VECMA will participate in ISC High Performance, one of the most prestigious supercomputing conferences, for the second consecutive year. This year, ISC will address current developments critical to high performance computing, machine learning and data analytics, as well as the future advances that will shape these technologies, through the following topics: System Architecture, Applications/Algorithms, Emerging Technologies, Parallel Programming Models & Performance Modelling, Machine Learning Day.
VECMA will be presenting two posters, on large-scale computations with QCG-PilotJob and on workflow automation with FabSim3. You can browse the posters via the two links below:
Large-scale computations with QCG-PilotJob
Growing needs of computational scenarios on the one hand and growing popularity of large-scale HPC computing on the other require adequate systems that provide both good efficiency, great flexibility and simplicity of usage. Verification, Validation and Uncertainty Quantification of complex multiscale applications, being the main topic of VECMA, requires extremely large computing power. It is anticipated that calculations required for analysis of the use-cases being developed within the project may consume power of not only currently available peta-scale resources, but also power of emerging exa-scale ones. This places high demands on the software that should support such computations.
QCG-PilotJob is a lightweight Python implementation that is designed to enable easy and highly efficient execution of user tasks in the so-called pilot job flavour on HPC machines. The QCG-PilotJob instance started within a regular queuing system allocation may be seen as a separate, second-level and private queuing system. That is, once QCG-PilotJob is started, a user has full control on the tasks submitted to it. There are two basic ways of interaction with QCG-PilotJob. The static way allows to prepare a configuration of tasks in advance and submit such a configuration on the startup of QCG-PilotJob. The dynamic one allows interaction with the already running instance of QCG-PilotJob. What is important for QCG-PilotJob is the fact that it doesn’t need any external services, thus it can be run by a user practically in any circumstances, whether it is a local machine for tests or SLURM system for the production runs.

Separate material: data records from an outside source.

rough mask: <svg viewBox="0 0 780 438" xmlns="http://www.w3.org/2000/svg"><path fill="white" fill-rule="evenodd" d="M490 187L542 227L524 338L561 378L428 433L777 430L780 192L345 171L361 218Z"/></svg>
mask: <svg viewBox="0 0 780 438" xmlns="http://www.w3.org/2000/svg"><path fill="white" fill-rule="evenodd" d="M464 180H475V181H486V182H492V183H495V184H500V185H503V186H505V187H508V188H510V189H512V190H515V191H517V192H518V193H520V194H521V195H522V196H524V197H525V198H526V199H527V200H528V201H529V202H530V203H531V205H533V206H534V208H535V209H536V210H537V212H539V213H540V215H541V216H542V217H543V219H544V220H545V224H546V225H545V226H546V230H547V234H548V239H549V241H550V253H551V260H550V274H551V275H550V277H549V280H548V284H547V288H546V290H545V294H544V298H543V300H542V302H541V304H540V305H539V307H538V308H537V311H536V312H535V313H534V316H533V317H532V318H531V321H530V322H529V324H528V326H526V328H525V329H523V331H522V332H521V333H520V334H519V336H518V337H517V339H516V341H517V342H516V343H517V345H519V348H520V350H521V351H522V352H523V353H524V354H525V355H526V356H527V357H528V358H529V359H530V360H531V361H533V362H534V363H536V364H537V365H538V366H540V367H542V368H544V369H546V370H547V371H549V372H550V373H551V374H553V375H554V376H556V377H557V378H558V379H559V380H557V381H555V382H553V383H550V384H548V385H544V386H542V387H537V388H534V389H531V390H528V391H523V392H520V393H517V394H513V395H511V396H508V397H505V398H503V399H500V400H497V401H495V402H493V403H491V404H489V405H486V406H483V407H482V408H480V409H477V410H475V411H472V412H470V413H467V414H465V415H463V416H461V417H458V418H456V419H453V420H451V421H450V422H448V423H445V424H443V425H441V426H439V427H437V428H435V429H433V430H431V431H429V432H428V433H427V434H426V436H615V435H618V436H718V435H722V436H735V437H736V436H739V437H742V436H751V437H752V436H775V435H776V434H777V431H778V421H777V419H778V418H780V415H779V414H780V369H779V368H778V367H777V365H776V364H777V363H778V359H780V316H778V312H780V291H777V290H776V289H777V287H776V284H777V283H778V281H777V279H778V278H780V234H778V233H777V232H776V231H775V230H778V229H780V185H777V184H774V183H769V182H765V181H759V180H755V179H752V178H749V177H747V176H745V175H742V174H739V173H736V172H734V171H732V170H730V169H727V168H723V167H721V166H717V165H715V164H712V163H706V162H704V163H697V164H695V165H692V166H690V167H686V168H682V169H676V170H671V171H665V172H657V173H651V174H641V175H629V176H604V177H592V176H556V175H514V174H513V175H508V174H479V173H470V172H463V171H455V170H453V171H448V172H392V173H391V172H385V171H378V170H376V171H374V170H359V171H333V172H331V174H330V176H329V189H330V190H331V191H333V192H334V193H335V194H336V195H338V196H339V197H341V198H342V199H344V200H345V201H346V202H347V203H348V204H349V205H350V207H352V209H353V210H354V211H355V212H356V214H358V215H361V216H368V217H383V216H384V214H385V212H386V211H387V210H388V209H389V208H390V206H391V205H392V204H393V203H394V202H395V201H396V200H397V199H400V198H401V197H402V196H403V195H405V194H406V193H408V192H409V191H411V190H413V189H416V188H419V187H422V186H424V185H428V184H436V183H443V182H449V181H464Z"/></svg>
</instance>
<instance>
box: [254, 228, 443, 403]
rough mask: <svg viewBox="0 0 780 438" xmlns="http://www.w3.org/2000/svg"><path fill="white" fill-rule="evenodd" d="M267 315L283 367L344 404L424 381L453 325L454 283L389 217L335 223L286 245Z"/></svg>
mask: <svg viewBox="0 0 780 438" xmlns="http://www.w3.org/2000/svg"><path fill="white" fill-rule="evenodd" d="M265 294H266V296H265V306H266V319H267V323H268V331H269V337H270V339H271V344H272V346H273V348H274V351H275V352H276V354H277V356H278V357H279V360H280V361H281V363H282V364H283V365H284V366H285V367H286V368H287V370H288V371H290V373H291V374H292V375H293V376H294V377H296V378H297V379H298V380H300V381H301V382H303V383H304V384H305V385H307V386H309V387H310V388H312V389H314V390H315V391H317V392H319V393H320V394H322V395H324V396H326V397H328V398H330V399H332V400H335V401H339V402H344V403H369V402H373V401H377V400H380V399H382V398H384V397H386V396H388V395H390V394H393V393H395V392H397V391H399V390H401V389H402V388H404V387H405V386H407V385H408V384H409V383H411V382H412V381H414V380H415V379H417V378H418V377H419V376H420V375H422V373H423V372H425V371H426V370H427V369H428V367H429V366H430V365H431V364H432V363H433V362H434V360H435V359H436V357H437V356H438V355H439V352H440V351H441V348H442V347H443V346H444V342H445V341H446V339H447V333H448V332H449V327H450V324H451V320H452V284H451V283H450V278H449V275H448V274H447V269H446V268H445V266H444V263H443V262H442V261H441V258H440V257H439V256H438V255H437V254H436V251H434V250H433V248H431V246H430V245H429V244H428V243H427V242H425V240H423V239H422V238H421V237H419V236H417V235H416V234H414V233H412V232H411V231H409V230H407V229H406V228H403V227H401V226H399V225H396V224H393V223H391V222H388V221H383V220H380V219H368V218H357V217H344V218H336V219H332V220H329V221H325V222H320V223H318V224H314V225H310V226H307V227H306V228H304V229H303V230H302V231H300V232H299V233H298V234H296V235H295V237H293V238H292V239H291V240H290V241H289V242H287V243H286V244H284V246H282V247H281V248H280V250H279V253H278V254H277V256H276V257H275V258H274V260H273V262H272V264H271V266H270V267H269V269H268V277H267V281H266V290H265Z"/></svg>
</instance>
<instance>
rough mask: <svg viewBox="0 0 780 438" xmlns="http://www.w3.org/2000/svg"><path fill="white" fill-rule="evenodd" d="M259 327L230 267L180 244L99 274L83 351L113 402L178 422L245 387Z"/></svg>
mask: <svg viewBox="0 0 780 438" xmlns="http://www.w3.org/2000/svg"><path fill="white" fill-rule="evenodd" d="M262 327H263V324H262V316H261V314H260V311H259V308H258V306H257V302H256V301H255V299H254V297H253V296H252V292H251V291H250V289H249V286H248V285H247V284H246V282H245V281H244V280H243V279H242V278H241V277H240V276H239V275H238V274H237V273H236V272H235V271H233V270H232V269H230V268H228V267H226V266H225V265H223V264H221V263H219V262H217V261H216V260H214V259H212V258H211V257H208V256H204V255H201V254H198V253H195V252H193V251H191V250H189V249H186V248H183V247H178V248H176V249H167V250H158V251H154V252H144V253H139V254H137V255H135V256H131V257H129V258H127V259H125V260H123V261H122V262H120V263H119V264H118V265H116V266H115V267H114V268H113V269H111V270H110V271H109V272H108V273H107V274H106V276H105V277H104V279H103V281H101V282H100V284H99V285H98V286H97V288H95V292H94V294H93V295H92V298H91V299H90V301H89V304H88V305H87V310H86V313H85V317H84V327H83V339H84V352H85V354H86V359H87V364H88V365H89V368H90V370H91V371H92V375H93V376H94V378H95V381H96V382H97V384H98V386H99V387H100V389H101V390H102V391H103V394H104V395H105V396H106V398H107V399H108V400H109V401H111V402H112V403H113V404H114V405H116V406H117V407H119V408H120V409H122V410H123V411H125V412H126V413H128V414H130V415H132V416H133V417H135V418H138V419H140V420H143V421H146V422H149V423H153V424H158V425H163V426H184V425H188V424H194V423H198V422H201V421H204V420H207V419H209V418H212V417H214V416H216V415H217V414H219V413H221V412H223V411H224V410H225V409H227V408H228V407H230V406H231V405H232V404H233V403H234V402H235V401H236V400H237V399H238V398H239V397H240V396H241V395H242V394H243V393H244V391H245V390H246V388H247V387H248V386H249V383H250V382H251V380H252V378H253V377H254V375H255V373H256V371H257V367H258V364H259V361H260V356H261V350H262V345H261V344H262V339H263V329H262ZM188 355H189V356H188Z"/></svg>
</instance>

Workflow automation with FabSim3
FabSim3 is designed to support automation of large scale simulation workflow from data preparation step to results analysis in such a way as to reduce the burden on application developers. The tool is generic and is oriented towards developers from different research disciplines and with at least basic programming experience. To enable users to rapidly prototype and evolve their domain-specific workflows, FabSim3 supports the development of application-specific plugins. Once developed, these plugins can then be shared with the wider community, eliminating the need to duplicate machine configurations, workflow definitions or deployment instructions.